The exhibition takes place at Dailes Theatre (Brīvības Street 75, Riga)
The exhibition reiterates the XII Baltic Triennial* as it opened in Vilnius on September 4, 2015, in a setting which despite some major divergences resembles its original venue. Just like the CAC in Vilnius, Dailes Theatre was built around the 1970s in the centre of a then-Soviet Baltic capital with the purpose of staging public presentations of new art. And just like the CAC, it more or less serves its original use to this day, despite them both having hosted other extra-curriculum events including car shows in the past. The Baltic Triennial in one and the other will also be somewhat the same**.

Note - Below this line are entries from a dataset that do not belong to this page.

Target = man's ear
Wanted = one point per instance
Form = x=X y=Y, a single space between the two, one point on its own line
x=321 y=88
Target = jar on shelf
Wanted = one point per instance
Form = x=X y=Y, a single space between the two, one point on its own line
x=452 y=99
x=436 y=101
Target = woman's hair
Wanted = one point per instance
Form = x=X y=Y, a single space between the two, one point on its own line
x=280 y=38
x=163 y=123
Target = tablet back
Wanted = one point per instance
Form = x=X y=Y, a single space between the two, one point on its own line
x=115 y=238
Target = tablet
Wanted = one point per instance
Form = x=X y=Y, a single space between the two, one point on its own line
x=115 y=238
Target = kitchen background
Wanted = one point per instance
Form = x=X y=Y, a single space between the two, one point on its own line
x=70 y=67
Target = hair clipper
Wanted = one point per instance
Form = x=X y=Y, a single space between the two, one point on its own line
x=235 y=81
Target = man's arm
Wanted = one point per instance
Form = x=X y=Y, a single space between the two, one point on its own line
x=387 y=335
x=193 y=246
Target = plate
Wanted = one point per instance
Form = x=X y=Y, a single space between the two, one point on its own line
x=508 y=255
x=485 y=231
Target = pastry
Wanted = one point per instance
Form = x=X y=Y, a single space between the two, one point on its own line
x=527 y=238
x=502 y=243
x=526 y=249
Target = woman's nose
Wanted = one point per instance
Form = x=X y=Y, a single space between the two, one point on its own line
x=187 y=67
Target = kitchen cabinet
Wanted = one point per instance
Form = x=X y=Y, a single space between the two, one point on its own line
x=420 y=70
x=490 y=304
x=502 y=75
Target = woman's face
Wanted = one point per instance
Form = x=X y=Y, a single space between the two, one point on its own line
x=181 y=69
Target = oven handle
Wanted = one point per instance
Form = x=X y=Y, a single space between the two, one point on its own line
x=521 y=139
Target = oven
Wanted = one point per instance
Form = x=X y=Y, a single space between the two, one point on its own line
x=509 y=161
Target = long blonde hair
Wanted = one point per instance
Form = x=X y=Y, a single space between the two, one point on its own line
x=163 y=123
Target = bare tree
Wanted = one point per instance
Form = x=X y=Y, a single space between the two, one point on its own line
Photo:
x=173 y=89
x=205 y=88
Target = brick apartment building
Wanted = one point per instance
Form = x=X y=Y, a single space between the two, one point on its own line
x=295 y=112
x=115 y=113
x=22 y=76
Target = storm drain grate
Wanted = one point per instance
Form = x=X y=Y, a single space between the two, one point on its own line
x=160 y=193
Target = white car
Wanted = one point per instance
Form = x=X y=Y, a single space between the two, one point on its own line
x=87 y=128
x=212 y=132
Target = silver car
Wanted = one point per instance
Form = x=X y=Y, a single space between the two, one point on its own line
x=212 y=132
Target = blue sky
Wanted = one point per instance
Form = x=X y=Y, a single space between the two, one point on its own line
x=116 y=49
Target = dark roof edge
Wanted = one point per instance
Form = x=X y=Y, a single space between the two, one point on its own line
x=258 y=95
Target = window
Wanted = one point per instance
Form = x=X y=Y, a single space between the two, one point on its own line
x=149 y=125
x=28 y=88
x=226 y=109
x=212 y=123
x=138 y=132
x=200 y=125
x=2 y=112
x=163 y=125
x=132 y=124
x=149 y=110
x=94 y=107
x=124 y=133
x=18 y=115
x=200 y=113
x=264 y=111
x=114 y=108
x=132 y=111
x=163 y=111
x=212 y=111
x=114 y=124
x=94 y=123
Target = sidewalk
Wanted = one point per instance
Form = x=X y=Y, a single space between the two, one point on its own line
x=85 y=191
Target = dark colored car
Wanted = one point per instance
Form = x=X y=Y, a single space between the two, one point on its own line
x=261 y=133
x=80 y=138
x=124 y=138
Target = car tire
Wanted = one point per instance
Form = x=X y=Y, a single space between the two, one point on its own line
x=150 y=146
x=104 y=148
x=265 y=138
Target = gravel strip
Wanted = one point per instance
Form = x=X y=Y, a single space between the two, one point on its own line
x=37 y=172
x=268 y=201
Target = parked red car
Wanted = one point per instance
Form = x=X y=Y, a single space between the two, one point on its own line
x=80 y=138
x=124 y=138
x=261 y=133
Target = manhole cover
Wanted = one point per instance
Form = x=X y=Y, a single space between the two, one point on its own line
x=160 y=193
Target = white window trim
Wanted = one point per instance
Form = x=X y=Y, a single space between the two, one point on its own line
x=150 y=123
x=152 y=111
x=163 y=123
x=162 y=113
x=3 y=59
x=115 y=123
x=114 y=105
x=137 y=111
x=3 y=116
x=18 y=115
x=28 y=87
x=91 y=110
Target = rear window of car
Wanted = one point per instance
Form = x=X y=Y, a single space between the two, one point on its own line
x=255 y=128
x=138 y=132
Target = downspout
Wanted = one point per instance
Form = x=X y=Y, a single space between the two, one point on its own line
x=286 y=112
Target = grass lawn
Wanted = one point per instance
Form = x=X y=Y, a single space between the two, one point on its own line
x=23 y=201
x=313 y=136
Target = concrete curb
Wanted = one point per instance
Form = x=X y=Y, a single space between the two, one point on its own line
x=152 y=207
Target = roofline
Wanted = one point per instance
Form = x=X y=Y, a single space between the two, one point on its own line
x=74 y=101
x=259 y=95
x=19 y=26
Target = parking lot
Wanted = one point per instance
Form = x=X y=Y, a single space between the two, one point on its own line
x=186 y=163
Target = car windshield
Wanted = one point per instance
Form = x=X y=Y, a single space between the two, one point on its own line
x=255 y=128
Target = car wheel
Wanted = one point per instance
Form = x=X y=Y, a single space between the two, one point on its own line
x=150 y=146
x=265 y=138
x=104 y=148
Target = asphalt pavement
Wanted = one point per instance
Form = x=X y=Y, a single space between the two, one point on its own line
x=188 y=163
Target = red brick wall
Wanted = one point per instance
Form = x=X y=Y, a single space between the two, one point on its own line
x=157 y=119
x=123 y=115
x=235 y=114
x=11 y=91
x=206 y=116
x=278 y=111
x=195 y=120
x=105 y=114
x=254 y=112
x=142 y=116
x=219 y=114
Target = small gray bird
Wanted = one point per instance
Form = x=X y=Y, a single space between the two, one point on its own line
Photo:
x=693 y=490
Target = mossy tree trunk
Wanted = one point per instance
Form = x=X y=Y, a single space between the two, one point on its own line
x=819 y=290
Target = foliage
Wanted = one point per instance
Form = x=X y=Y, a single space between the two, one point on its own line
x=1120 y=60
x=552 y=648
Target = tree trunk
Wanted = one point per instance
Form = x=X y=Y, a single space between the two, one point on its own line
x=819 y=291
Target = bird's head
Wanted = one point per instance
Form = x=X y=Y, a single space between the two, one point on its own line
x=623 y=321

The Baltic Triennial was established in 1979 as a periodic exhibition of young Lithuanian and later Baltic artists expressing non-conformist spirit. With its twelve consecutive stagings, it has grown to become one of the major contemporary festival exhibitions in Northern Europe. Mainly showing emerging art the Baltic Triennial now offers a wide range of activities and artists from the Baltics and beyond.
* WHAT IS AN ARTWORK TODAY CAN BE SOMETHING ELSE ENTIRELY TOMORROW – this sentence, picked out from an interview with the artist David Bernstein, is at the very heart of the forthcoming Baltic Triennial. The idea is not new: how we perceive an artwork and what we expect of it changes in time. Things get forgotten, switched around and we end up looking at the wrong end of a musical instrument or playing a painting back to front. Sometimes, however, that’s on purpose: a composition decomposes, a song becomes a mood, a sculpture – a model, and a drawing – a letter. Are we then to talk about uses of art or rather about the art of uses? Or better skip art at all? Well, let’s find out.
This year’s Triennial will focus on the Baltic more than the previous editions, on the geographical region, its culture and the sea. It is a decidedly transdisciplinary event that, in its own motto of sorts (“what is an artwork today…”) is mainly interested in the “something else“. The exhibition opens up a range of topics and their couplings including influence, exchange, materiality, and impact. It’s primarily an exhibition at the CAC, but the programme of events – talks, launches, presentations, classes and performances – spanning six weeks will expand behind the scenes.
– From the original press release
** “How to Clone a Mammoth: The Science of De-Extinction” is a book by Beth Shapiro. There she explains that cloning a mammoth is almost impossible as scientists can’t find a living mammoth cell as cold weather, light, bacteria damages the genome sequence in the cell thus it is impossible to read a full undamaged sequence of genome.
Thus the idea is not to clone a mammoth but to edit the genome sequence of an elephant cell in a dish in a lab, using new genome editing technology, and swapping out bits of elephant sequence for the mammoth version of sequences making a mammoth look and act more like a mammoth than like an elephant. The ultimate goal is re-establishing lost productivity of the tundra ecosystem. Except that this is not cloning and it’s not exactly re-establishing. “Mammoths and elephants have approximately 99 percent identical genomes. If we are talking about changing a few genes here and there to make them better adapted to living in the cold, I think we are talking about preserving elephants.” Said Beth Shapiro.
– From Valentinas Klimašauskas’ How to Clone a Mammoth (in Three Voices and with a Fisherman‘s Exaggeration) or The Science of De-Extinction in the Economy of Clicks, to be read at 4pm on the day of the exhibition opening, just like in Vilnius few months earlier.